Iran Automakers Face Rocky Road as Output Falls While Demand Rises
Iran’s automakers have pre-sold more than 1 million vehicles, most of which are earmarked for delivery to customers in the current Iranian year that started in March. But with vehicle production declining at a steep rate, fulfilling these orders will be no easy task.
Following the reimposition of US secondary sanctions in November of last year, the Iranian economy has begun to contract. Inflation is driving up the price of goods, including automobiles.
For instance, the cheapest vehicle in the Iranian market, SAIPA’s Pride sedan, is now sold at IRR 450 million, just over USD 10,000. The same model was offered for just IRR 200 million one year ago. Despite the sharp increase in prices, demand for cars has also increased.
With the rial losing around 70 percent of its value over the past few months, many have rushed to convert their cash into safe-haven assets—including foreign currency, gold coins, real estate and even cars. Iranian consumers see cars as a safe investment and it is not uncommon for used cars to actually appreciate in value during periods of high-inflation.
Pre-orders for entry-level models like the Pride have also increased as consumers typically interested in more expensive models, such as locally produced Peugeots, are priced out of the luxury bracket.
With US sanctions taking a toll on the country’s auto industries, Iran’s automakers face an uphill battle to deliver the pre-ordered cars on time.
In order to service mounting debts, state automakers Iran Khodro and SAIPA sought permission from authorities to launch extended sales periods in which they racked-up 1 million preorders, with cash being injected into company balance sheets.
But just as the orders are becoming due, sanctions are restricting the import of critical parts and raw materials needed for the automakers to produce sufficient vehicles. Production output has declined significantly.

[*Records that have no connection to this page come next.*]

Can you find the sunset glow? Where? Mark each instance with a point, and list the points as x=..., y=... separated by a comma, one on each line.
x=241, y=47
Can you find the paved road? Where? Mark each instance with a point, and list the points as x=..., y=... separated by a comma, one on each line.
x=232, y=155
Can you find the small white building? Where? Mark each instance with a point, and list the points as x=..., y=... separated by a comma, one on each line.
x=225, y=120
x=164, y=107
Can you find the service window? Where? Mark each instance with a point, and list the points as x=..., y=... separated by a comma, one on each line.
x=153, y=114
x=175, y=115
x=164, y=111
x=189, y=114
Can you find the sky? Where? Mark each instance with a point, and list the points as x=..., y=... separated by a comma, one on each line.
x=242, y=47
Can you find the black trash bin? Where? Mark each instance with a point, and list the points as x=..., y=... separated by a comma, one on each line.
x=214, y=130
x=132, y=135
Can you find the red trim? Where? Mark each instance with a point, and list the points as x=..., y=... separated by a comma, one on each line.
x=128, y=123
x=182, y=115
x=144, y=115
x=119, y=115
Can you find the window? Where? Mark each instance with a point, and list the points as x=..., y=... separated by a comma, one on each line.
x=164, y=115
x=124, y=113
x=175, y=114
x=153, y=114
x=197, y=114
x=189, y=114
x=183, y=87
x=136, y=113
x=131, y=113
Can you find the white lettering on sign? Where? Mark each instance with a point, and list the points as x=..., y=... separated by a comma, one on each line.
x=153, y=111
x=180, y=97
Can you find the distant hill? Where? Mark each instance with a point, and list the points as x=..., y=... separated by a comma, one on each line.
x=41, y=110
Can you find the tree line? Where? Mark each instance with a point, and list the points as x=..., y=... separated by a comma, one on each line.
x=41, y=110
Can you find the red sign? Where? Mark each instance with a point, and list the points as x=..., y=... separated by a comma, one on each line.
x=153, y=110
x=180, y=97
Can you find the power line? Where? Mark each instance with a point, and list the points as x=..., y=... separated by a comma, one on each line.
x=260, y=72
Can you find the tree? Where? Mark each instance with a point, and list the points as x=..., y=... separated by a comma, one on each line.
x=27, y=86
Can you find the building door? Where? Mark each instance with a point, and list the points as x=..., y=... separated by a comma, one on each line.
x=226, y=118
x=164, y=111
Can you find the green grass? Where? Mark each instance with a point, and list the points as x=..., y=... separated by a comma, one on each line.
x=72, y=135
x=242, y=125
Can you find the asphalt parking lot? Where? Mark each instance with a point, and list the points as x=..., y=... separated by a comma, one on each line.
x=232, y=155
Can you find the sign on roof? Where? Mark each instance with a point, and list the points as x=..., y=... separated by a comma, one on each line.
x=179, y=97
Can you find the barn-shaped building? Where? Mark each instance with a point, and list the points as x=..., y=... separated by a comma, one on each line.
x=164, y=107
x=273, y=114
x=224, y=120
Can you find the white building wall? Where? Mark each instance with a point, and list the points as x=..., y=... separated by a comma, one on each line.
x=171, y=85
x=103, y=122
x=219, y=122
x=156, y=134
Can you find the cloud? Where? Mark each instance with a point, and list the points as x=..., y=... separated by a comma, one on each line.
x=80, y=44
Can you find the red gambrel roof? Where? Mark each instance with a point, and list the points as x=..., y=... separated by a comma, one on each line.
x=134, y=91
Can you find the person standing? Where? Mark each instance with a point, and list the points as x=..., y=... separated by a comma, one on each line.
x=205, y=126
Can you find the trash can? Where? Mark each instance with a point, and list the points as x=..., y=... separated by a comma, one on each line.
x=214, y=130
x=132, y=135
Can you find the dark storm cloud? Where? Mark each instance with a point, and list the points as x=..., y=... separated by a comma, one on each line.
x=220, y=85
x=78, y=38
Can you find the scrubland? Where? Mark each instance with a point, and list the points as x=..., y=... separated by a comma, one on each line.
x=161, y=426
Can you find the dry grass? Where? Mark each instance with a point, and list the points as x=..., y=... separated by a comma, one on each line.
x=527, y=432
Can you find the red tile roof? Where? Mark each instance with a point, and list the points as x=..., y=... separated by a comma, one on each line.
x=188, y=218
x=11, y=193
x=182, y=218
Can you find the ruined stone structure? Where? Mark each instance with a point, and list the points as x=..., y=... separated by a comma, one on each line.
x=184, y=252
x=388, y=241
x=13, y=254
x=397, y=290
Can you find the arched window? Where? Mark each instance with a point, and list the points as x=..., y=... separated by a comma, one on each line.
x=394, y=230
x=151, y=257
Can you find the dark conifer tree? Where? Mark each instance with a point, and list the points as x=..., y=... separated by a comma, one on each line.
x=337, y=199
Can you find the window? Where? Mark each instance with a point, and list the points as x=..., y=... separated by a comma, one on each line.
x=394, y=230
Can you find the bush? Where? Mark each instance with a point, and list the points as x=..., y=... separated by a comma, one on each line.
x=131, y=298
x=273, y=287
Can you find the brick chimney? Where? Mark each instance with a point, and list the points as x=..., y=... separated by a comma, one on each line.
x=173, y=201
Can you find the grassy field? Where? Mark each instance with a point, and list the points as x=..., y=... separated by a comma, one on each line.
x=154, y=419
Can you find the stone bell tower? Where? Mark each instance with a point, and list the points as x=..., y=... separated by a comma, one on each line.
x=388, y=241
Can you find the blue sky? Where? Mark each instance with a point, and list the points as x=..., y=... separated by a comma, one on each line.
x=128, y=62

During the 11 months to February 20th, Iranian automotive companies produced 873,243 cars and commercial vehicles, indicating a 38 percent year-on-year decline in output. Output at Iran Khodro fell to 386,523 vehicles compared to 653,593 at the same period last year, reflecting a 41 percent decline. Meanwhile, total vehicle output at SAIPA has fallen to 381,085 from 605,348 at the same point last year—down 37 percent.
Foreign exchange rates have hit all-time highs and production costs have soared, forcing car companies to increase prices. With production plummeting, prices in the automotive market have been further distorted by dealers and middlemen who have sought to raise prices in the secondary market.
Iranian automakers must therefore strike a balance between supply constraints and robust demand. Pre-sale deposits are an important source of cash flow for car companies, but delays in delivery can cause negative publicity and also add to financial pressure. In a quirk of #Iran’s automotive market, pre-sale terms entitle customers to get back their deposit with accrued interest in the event they decide not to take delivery of the vehicle—in effect customer deposits are a kind of loan made to the automaker.
Given these pressures, Iran’s automakers must aim to sustain output despite headwinds. Firms have actually targeted increased output in the coming year. Leading automakers plan to produce at least 1.2 million vehicles in the 2019-2020 fiscal year, leveraging their experience in the previous sanctions period to boost local capacities and establish new supplier relationships.
Iranian car companies have tried to forge new ties with international automakers like Russian car company AvtoVAZ. SAIPA is in talks with AvtoVAZ to import auto parts and completely knocked down (CKD) kits from Russia to restore production to normal levels.
Iranian automakers have also sought to expand operations outside of Iran to help earn much needed cash. Earlier last week, a joint venture between Iran Khodro and Azermash OJSC started pre-sales of a jointly-produced Peugeot 206 in Azerbaijan.
The joint venture was inaugurated during a state visit to Baku by President Hassan Rouhani last March. In addition to the Peugeot 206, two sedan models designed by Iran Khodro, the Dena and Dena+, will be produced at the Khazar Car Factory, located in the Neftchala Industrial District in southeast Azerbaijan.
With an initial annual production capacity of 10,000 vehicles, the Khazar Car Factory will increase output to 15,000 vehicles. The joint venture partners hope to produce 6,000 vehicles this year.